Yaser Hashem's team has particularly looked at the architecture of the Trypanosoma cruzi ribosome. Using cryo-electron microscopy – involving sample cryogenization, it allows biological structures to be visualized in their native state – in combination with mass spectrometry – using the mass of each element to determine a precise protein composition – they have brought to light a protein specific to the ribosome of trypanosomes: KSRP (kinetoplastid-specific ribosomal protein). In addition to being specific to these parasites, KSPR is essential to their survival since inhibiting its activity leads to death of the parasites. The exact role of KSRP in the protein synthesis remains unsolved.
This discovery of KSRP gives us a glimpse into possible future medical research for the development of new therapies against trypanosomes parasites. Elucidating the structure of this new protein could lead to designing molecules that can interact with and inhibit its activity in a highly specific way, without interfering with host cells. So the possibility of targeting and inhibiting KSRP in parasites will represent a safer alternative, and especially a more efficient alternative, compared to current treatments that are extremely difficult and toxic.
This article has been republished from materials provided by CNRS/Université de Strasbourg. Note: material may have been edited for length and content. For further information, please contact the cited source.

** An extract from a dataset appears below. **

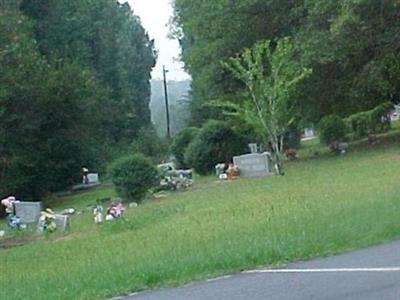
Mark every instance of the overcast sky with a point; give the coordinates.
(155, 15)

Querido, J. B., Mancera-Martínez, E., Vicens, Q., Bochler, A., Chicher, J., Simonetti, A., & Hashem, Y. (2017). The cryo-EM Structure of a Novel 40S Kinetoplastid-Specific Ribosomal Protein. Structure. doi:10.1016/j.str.2017.09.014
1. The 2017 Nobel Prize for Chemistry has just been awarded to Jacques Dubochet, Joachim Frank and Richard Henderson, for the development of this technique. Joachim Frank is the scientific mentor and a close collaborator of Yaser Hashem (they have co-authored 13 publications in high impact scientific journals): the discovery of tdhis potential therapeutic target is a project that began at Columbia University (New York) when Yaser Hashem was in Joachim Frank's team.